John 11:25-26 25 Jesus said to her, "I am the resurrection and the life. He who believes in me will live, even though he dies; 26 and whoever lives and believes in me will never die. Do you believe this?" (NIV)


 

Years ago, when my oldest son was my only son, my wife and his grandmother took him to tend the family graves in grandma's small home town. While weeding and planting flowers, grandma made sure she filled little Eric in on who these people were, how he was related to them, what lives they had lived, and so on. Eric struggled to make sense, as only a four old can, to understand how people who were now "planted" beneath him could have been at one time so alive.

Eric: "Are they down there Mommie?"

Mom: "Well, their bodies are down there honey, but the person we knew isn't there. They're up in heaven with God."

Eric: [Crinkled forehead, knitted eyebrows and a look of bewilderment in his eyes].

Mom knew she was at one of those life-lesson moments and was struggling not to blow it. Seeing walnuts strewn around the graves, my wife had an inspired thought.

Mom: "It's like these walnut shells, Eric. The person's body is like the shell. The person we knew and loved isn't in it anymore.

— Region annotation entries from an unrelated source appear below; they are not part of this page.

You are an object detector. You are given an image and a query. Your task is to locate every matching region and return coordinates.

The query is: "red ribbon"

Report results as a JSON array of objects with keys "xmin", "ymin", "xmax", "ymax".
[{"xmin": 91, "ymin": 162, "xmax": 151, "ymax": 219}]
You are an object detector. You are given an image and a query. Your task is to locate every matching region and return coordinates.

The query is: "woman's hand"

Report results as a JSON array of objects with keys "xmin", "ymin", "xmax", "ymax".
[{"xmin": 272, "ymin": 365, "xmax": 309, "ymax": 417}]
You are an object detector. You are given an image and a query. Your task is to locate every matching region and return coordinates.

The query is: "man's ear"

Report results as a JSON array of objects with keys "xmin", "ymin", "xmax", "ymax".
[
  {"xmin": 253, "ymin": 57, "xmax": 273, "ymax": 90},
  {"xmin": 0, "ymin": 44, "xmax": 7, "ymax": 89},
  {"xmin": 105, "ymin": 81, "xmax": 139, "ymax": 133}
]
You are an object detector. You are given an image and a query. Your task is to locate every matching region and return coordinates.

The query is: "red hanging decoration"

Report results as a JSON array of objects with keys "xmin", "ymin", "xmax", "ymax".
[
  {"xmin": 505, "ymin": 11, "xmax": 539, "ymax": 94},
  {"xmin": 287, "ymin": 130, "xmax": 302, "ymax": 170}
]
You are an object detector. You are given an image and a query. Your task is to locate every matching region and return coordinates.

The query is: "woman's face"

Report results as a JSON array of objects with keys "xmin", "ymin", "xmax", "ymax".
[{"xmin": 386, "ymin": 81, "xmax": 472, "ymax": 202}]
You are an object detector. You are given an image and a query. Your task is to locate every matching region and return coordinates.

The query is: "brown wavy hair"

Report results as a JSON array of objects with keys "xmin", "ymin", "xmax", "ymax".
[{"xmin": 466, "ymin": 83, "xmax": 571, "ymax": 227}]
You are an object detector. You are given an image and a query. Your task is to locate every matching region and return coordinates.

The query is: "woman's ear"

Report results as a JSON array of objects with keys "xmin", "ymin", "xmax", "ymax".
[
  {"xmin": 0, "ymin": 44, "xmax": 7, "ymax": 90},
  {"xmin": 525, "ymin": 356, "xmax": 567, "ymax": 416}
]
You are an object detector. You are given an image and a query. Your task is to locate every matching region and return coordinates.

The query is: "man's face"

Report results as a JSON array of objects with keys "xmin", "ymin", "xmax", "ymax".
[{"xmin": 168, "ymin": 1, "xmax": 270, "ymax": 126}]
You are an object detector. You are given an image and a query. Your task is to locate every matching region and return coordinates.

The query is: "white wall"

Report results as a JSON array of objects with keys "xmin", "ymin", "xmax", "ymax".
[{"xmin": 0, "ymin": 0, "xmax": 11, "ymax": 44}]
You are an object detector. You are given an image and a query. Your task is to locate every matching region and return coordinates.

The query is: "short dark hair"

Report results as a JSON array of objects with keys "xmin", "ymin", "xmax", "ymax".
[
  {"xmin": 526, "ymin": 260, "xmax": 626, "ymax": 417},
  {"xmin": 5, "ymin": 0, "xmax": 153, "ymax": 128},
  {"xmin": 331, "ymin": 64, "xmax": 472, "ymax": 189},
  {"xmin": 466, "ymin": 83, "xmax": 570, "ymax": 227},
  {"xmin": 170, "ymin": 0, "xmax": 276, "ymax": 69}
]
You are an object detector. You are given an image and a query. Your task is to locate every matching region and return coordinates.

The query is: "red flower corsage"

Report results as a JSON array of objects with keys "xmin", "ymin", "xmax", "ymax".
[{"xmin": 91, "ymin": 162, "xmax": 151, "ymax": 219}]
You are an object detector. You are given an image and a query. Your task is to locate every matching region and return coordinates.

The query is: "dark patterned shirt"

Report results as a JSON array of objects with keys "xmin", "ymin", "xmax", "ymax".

The shell is empty when we bury it."

Eric: [Uncrinkled forehead, raised eyebrows, and a four year old look of "Ah ha!" on his face] "Oh, Mommie! You mean when someone dies, the shell goes in the ground and the nut goes to heaven!"

A budding theologian was born!

As we age, one place we inevitably find ourselves going to more and more is the funeral parlor. Not because most of us can't get enough of floral carpets, heavy draperies or Muzac droning out "Nearer My God To Thee". It's because more and more of the people we once knew are no longer around. Calling hours and funerals aren't fun for anyone; the families, attendees, nor the "guest of honor." I've been to funerals that ran the gamut from victory celebrations for an aged saint to heart-rending partings when a young child was taken from the loving and protective arms of their earthly parents. Regardless of the level of grief felt or whether I knew the deceased well or not at all, I've always had a similar reaction to viewing the body: Whoever and whatever that person was, that lifeless corpse isn't them. In thinking this way, I get a sense of peace and comfort that who I knew and possibly loved is not boxed up in that coffin. Who I knew continues on somewhere else. Now where that somewhere else might be and how we get there is a topic for a devotion all its own. But if in this life being a Christian gives us nothing more than a sense of hope walking away from someone's calling hours rather than a sense of hopelessness, then that one reason alone makes being Christian all worth it.

Now some may say this is my way of disassociating myself from the threat and fear of death. Some may say this is only a thinly veiled attempt at rationalization. And others may accuse me of denying my own mortality. Say what you will. All I know is that at one time there was another wise person who agreed with me: "Sure Daddy, it's O.K.! That's only the shell. The nut's up in heaven!"

 

Thank God for the promise and hope of eternity He gives to all of us "nuts."